The sad thing is that if you fly foreign airlines, except for the occasional British Airways flight, you find that service and legroom do still exist. You find much happier flight attendants because they are dealing with much happier flyers. When you read stories about United Airlines staff beating up a customer or American Airlines staff smacking a mother holding a baby, you wonder why people who are like that would work in the airline industry, specifically in a position where customer service is supposedly part of the job description.

The answer is that those people probably started off liking their job and the passengers they worked with. But then they too started to grasp just how uncomfortable and miserable plane flights are and how the passengers were apt to hold them responsible for every discomfort because they are the face of the airlines on that plane.
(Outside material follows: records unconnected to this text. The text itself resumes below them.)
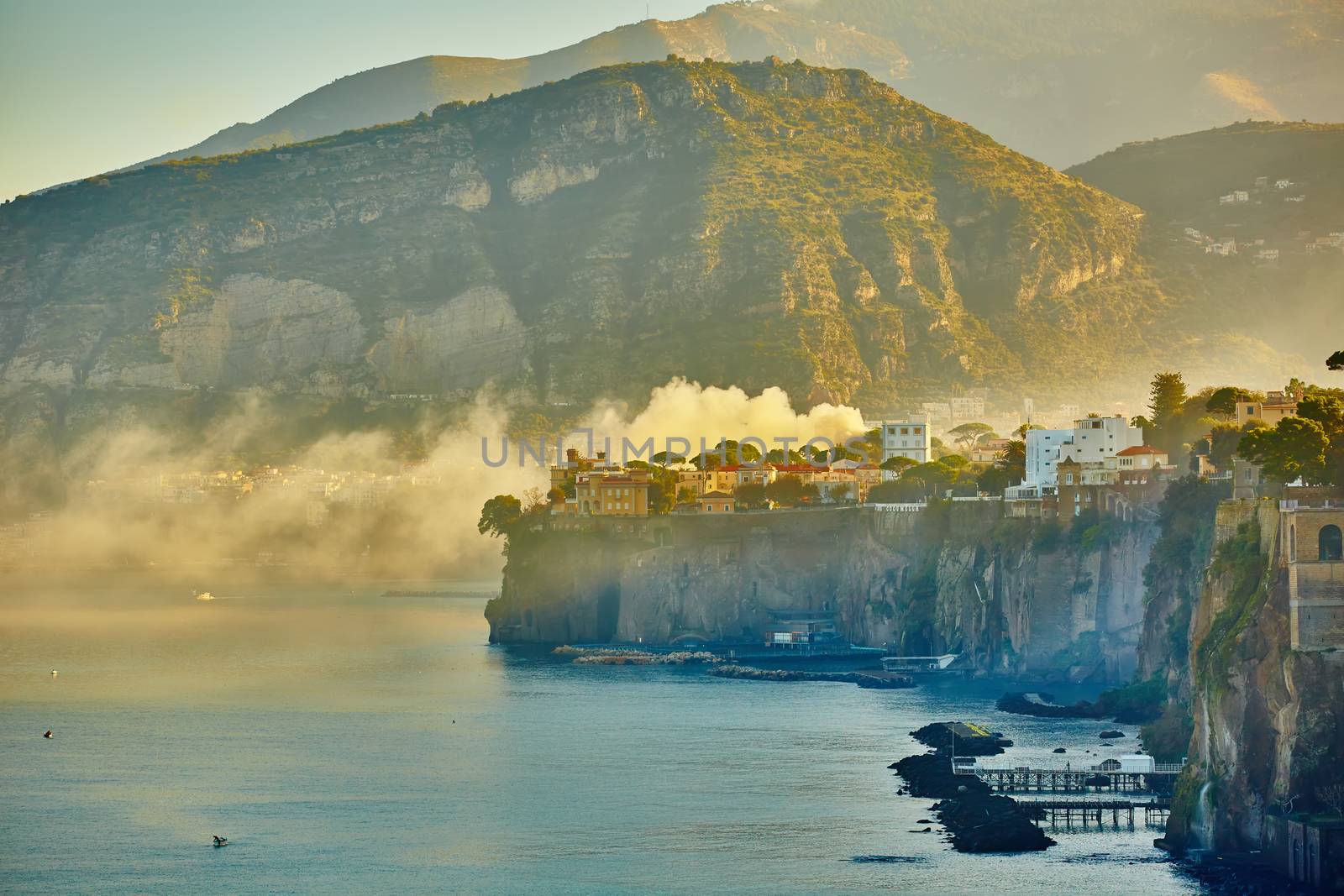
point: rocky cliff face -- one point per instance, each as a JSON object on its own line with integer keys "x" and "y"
{"x": 1269, "y": 720}
{"x": 952, "y": 579}
{"x": 754, "y": 224}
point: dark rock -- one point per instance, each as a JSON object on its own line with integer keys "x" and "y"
{"x": 978, "y": 821}
{"x": 749, "y": 673}
{"x": 938, "y": 735}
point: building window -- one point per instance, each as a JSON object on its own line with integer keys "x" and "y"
{"x": 1331, "y": 543}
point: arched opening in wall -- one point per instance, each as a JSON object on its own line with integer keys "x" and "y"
{"x": 1332, "y": 543}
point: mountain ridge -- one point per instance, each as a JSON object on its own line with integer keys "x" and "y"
{"x": 812, "y": 228}
{"x": 1055, "y": 81}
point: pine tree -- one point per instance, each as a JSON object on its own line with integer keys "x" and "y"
{"x": 1167, "y": 398}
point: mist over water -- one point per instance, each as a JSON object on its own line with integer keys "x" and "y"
{"x": 344, "y": 741}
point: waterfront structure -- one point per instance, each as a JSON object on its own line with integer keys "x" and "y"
{"x": 1100, "y": 463}
{"x": 612, "y": 493}
{"x": 988, "y": 450}
{"x": 1090, "y": 441}
{"x": 905, "y": 438}
{"x": 1314, "y": 544}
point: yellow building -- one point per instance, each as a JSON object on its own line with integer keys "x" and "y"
{"x": 716, "y": 503}
{"x": 618, "y": 493}
{"x": 1270, "y": 411}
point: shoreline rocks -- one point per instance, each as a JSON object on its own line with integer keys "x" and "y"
{"x": 979, "y": 821}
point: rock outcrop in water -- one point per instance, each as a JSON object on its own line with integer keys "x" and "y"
{"x": 952, "y": 579}
{"x": 541, "y": 239}
{"x": 874, "y": 683}
{"x": 979, "y": 821}
{"x": 1269, "y": 720}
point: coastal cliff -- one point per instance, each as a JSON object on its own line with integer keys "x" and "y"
{"x": 1014, "y": 597}
{"x": 1268, "y": 719}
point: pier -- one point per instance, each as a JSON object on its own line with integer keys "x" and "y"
{"x": 1086, "y": 809}
{"x": 1095, "y": 778}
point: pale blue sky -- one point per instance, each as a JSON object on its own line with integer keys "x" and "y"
{"x": 89, "y": 86}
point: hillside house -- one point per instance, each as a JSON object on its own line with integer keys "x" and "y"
{"x": 1314, "y": 548}
{"x": 716, "y": 503}
{"x": 1272, "y": 410}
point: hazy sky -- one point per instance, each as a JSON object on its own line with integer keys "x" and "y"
{"x": 91, "y": 85}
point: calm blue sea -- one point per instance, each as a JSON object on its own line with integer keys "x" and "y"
{"x": 346, "y": 741}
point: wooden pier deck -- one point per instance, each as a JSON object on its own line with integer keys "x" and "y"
{"x": 1084, "y": 809}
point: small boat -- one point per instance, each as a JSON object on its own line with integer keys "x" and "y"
{"x": 920, "y": 665}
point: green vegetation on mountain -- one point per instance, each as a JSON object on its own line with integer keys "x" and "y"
{"x": 1288, "y": 269}
{"x": 1179, "y": 179}
{"x": 1057, "y": 80}
{"x": 732, "y": 31}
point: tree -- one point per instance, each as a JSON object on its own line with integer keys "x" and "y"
{"x": 968, "y": 434}
{"x": 501, "y": 513}
{"x": 953, "y": 461}
{"x": 994, "y": 479}
{"x": 1225, "y": 399}
{"x": 932, "y": 479}
{"x": 1332, "y": 795}
{"x": 898, "y": 492}
{"x": 1167, "y": 398}
{"x": 1296, "y": 448}
{"x": 1012, "y": 461}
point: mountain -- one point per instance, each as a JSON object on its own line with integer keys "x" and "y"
{"x": 398, "y": 92}
{"x": 1057, "y": 80}
{"x": 1270, "y": 195}
{"x": 754, "y": 224}
{"x": 1183, "y": 177}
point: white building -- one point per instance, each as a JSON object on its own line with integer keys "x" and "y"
{"x": 971, "y": 407}
{"x": 1093, "y": 439}
{"x": 905, "y": 438}
{"x": 937, "y": 411}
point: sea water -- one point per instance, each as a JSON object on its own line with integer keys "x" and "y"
{"x": 349, "y": 741}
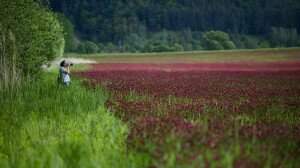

That’s when their attitude starts turning sour and leads to unfortunate incidents that include smacking a mother and breaking a doctor’s teeth.

I am old enough to remember when flying was special. You were treated as royalty once you entered the plane, whether you were in first class or lumped in the back with the proletariat. You were served meals by smiling attendants while reclining in seats actually meant to accommodate the human body. I grew up in a lower middle class home above a grocery store. The first time I flew, I felt like I’d entered the world of Jackie Kennedy. I’d never been treated as though I was so special.

Now I enter a plane and feel as though I’m entering a penal institution from which there is no release until landing. I squeeze myself into my minimally allotted space, buckle up and pray for no delays so that I can escape as soon as possible. And I pay good money for the privilege.

Yep, I understand why fights are breaking out on planes. I’m just amazed they didn’t break out a lot sooner.